Our youngest joined our "picc team" three weeks later. Fortunately, my husband did not have the disease. It hasn't been an easy road for any of us, but the girls have come so far in their treatments, it warms our hearts and gives us much to celebrate. I'm improving, too, just at a slower rate. Chris and the girls have been so supportive during my third and hopefully final picc line as we continue to strive for a healthy family; a dream shifting to reality with each passing day.

Monday, November 30, 2009

The Peace of Healing

As I begin my last infusion of the day, I am listening to Pandora internet radio. The music is comforting my soul and I don't feel as far from family. Kenny G brings memories of Chicago Christmases.

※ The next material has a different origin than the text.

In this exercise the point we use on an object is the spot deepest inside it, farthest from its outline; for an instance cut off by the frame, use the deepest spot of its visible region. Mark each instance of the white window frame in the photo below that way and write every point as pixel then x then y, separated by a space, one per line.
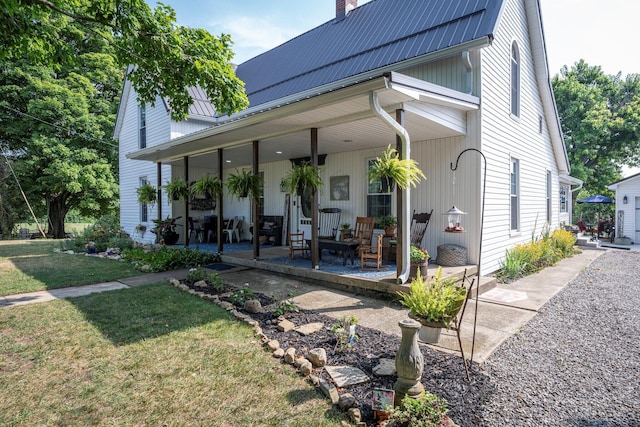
pixel 515 78
pixel 514 195
pixel 142 134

I think this is the slowest I've ever taken life. I am at peace knowing I am doing the best I can to give my body it's best chance to fight this disease. My liver enzymes were better this week and my picc site looks great. I am exhausted from the treatments, but I am not fighting it. Just sleeping and setting alarms when needed. A bit of knitting here and there. I don't think I'll be home for Christmas, but it will still be special because of the gift of the chance to beat this disease.

The hardest part of treatment isn't the fatigue or physical pain of the herx reactions. It is letting go of the regret of lost moments. Kids grow so fast. Chris called on Skype so I could see the new haircut our 12 year old gave him. She did a nice job! I smile knowing that when the going gets tough, my family will be able to handle just about anything.

Rosemary scents the room, a tiny "tree" from my daughters. It makes me smile.

Wishing you peace this holiday season.

Monday, November 16, 2009

Better Days to Come

My Lyme numbers are now in the danger zone as I wrestle with double vision, nasty headaches, tenderness in various bones in my skull, difficulty walking along with other neurological issues and finding the wrong word slipping into my sentences several times a day. Today I received a new picc line and the first infusions of antibiotics, while I rolled a skein of beautiful yarn into a ball, a gift from a dear friend. I love the color and softness and look forward to creating something special. As I neared the end, the tangles I never seem to avoid became more challenging, but I really loved the yarn and didn't want to lose any so I kept working to untangle each snarl. Finally, almost magically, I was at the end, which you see pictured above in my lap and the analogy to my fight with this disease did not escape me. There is no simple fix when you have neurological Lyme. I'm still working on the snarls and though I miss my family dearly, I know that each infusion brings hope of better days to come.

The girls cheered when they saw my first infusion tonight on Skype. Three infusions down. There are some Borrelia that are in for some serious trouble tonight.